If you feel that the winter that is formally due to conclude this week has been one of the warmest ever, you’re right. . . about the temperatures, if not necessarily the timing.
In Kansas, climatologists generally view winter as representing the period from Dec. 1 through Feb. 28, rather than the more widely accepted Dec. 21 through March 20 season. When they try to analyze years of data, whole months simply make easier data packages to work with, state climatologist Mary Knapp explained.
That means that although the vernal equinox won’t take place until mid-week, as far as the weather folks are concerned we’ve actually been in spring for a couple of weeks. A couple of very warm, balmy weeks.
Knapp said the December through February period here had an average high temperature of 46.73 degrees, making it the 14th warmest in the history of Manhattan.
It’s only four degrees away from being the warmest on record. The winter of 1992 earns that distinction. During that year’s winter, high temperatures reached an average 49.82 degrees. But the temperatures have been getting warmer. Six of the top-15 temperatures have occurred in the last 20 years, with four of those coming in the last 12 years, including this year’s.
The overnight low during the winter of 2012 was 24 degrees, the 14th highest in the history of Manhattan, Knapp said.
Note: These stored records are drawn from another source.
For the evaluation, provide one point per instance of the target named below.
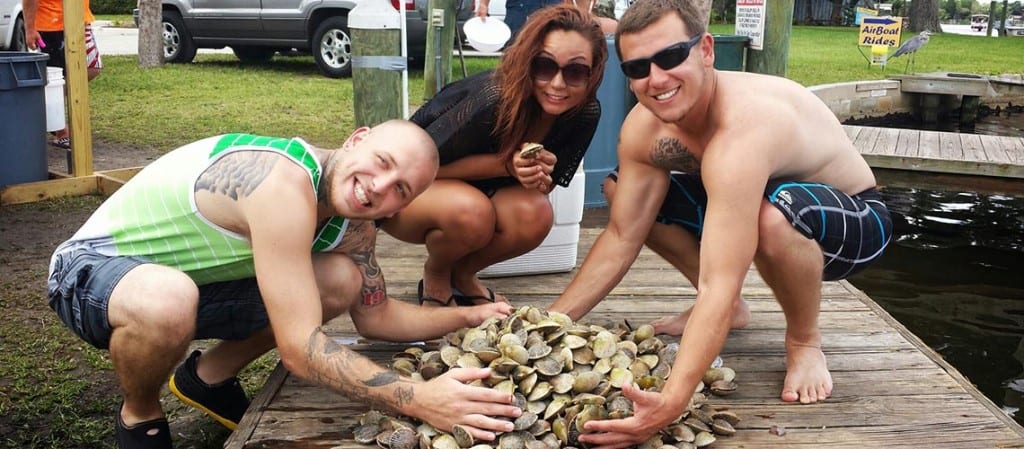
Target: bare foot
(675, 325)
(807, 377)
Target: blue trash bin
(23, 117)
(616, 100)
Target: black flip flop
(155, 434)
(428, 298)
(470, 299)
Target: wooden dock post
(969, 110)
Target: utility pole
(440, 37)
(377, 63)
(778, 24)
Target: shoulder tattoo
(671, 154)
(238, 174)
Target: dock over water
(891, 390)
(942, 160)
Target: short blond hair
(644, 12)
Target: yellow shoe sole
(223, 421)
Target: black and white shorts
(852, 231)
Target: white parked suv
(255, 30)
(11, 26)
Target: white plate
(486, 36)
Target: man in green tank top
(257, 241)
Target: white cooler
(558, 251)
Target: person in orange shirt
(44, 31)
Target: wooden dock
(891, 390)
(942, 160)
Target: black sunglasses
(666, 58)
(545, 69)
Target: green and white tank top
(155, 216)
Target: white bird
(910, 46)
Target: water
(954, 277)
(1001, 121)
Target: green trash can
(23, 117)
(601, 157)
(729, 51)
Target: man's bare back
(813, 146)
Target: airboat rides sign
(880, 34)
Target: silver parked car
(11, 26)
(257, 29)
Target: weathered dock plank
(940, 152)
(891, 390)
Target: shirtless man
(719, 169)
(258, 241)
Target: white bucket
(54, 99)
(557, 252)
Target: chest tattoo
(670, 153)
(237, 175)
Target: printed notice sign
(751, 22)
(880, 31)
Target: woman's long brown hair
(517, 109)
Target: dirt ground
(37, 408)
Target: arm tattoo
(237, 174)
(670, 153)
(337, 367)
(382, 378)
(358, 244)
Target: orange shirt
(49, 14)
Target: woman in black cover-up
(488, 203)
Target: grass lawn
(166, 107)
(56, 392)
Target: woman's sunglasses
(545, 69)
(666, 58)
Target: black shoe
(154, 434)
(225, 402)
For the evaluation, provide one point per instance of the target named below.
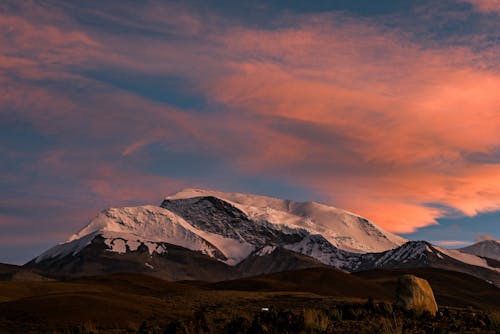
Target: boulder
(414, 293)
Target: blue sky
(389, 109)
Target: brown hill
(450, 288)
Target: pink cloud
(377, 124)
(486, 5)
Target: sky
(389, 108)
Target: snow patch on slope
(341, 228)
(128, 228)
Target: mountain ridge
(234, 238)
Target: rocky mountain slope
(486, 248)
(205, 235)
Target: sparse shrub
(385, 309)
(238, 325)
(336, 314)
(392, 325)
(494, 319)
(315, 319)
(86, 328)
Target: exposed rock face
(415, 293)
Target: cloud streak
(366, 116)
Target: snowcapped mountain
(343, 229)
(205, 235)
(422, 254)
(486, 248)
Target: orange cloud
(378, 124)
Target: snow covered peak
(343, 229)
(130, 227)
(485, 248)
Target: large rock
(416, 294)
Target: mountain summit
(209, 235)
(343, 229)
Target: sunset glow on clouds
(113, 105)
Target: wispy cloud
(488, 6)
(372, 119)
(451, 243)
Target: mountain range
(212, 236)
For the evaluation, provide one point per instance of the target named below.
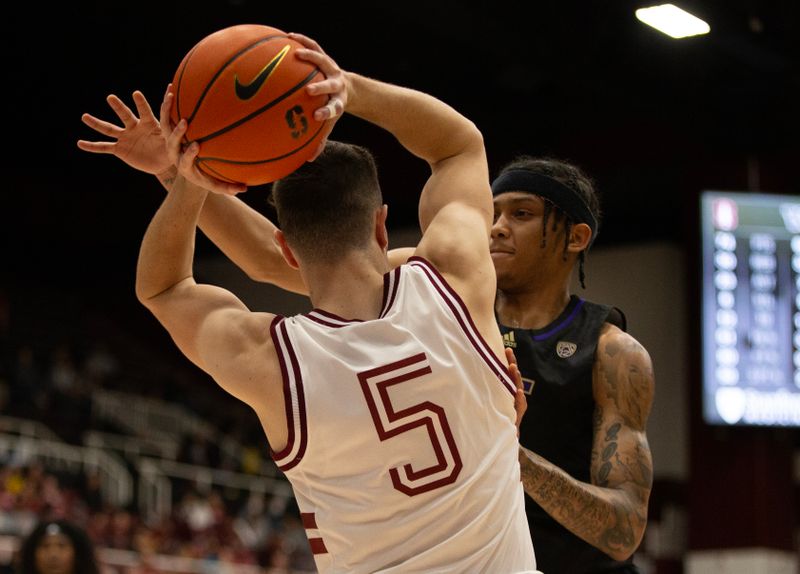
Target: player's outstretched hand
(184, 158)
(138, 141)
(520, 402)
(334, 85)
Like the average high temperature, the warmest overnight lows occurred in the winter of 1992. Yet unlike the average high temperature, only three of the top-15 warmest overnight lows happened in the last 20 years.
Comparing average temperatures, 2012 is the 12th warmest winter in the city’s history, with an average of 35.35. You attain the average by adding the average of overnight lows and overnight highs and dividing by two. In the last 20 years, only the winters of 1992, 1999, 2000, 2002, and 2006 have been warmer. When looking at the last five average winter temperatures, this year’s average temperature is four degrees warmer than its closest competitor, the winter of 2008-2009.
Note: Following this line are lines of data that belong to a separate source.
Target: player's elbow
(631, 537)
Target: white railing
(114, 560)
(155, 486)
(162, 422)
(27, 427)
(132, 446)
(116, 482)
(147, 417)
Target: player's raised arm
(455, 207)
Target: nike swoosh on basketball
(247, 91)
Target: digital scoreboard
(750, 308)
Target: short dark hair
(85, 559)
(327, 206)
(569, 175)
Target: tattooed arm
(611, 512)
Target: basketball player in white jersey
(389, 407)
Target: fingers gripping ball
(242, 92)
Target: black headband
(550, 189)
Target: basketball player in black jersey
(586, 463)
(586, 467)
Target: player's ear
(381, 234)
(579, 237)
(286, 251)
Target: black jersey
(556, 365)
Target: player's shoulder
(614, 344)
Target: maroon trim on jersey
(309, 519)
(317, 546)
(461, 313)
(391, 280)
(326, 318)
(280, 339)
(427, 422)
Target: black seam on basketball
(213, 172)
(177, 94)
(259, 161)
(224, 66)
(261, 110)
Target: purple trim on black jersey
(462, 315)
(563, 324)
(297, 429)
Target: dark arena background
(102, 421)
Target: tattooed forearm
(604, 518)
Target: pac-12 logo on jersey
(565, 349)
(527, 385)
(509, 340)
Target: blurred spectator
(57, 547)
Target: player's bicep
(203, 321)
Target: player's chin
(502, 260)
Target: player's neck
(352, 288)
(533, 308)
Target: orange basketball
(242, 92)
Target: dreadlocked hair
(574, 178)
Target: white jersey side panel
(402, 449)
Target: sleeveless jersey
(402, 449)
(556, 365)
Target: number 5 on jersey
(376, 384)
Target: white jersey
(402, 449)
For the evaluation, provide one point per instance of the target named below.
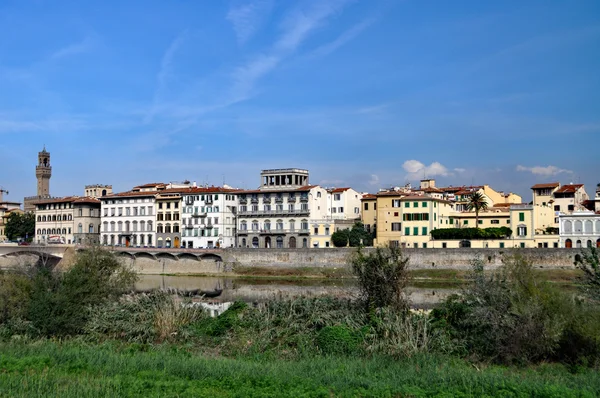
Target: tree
(477, 203)
(20, 226)
(589, 263)
(382, 278)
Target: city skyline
(362, 94)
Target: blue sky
(362, 93)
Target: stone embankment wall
(459, 259)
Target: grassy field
(51, 369)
Do not expect the warm temperatures to take a break any time soon.
Temperatures are expected to stay in the 70s and 80s over the next week. Friday’s morning temperature of 61 was a record, beating the previous high of 55 by six degrees.
In addition to being one of the warmest on record, this winter has also been one of the wettest.
The entire winter had a precipitation total of 5.57 inches, the ninth-highest total in Manhattan’s history.
Much of that precipitation came through a snow storm in mid-December that cancelled classes at Manhattan High School. It dropped between 1-2 inches.
There is a downside to the warmer weather, and that’s tornadoes. Although Manhattan avoided the first major tornado to roll through Kansas, the city did have a tornado touch down as recently as 2008.
The result was millions in damage to Kansas State and damage to surrounding neighborhoods. Kansas placed second on The Weather Channel’s top 10 tornado states list. The list looked at the states with the most tornadoes per 10,000 square miles between 1991-2010. Kansas has an average of 11.7 tornadoes per 10,000 square miles.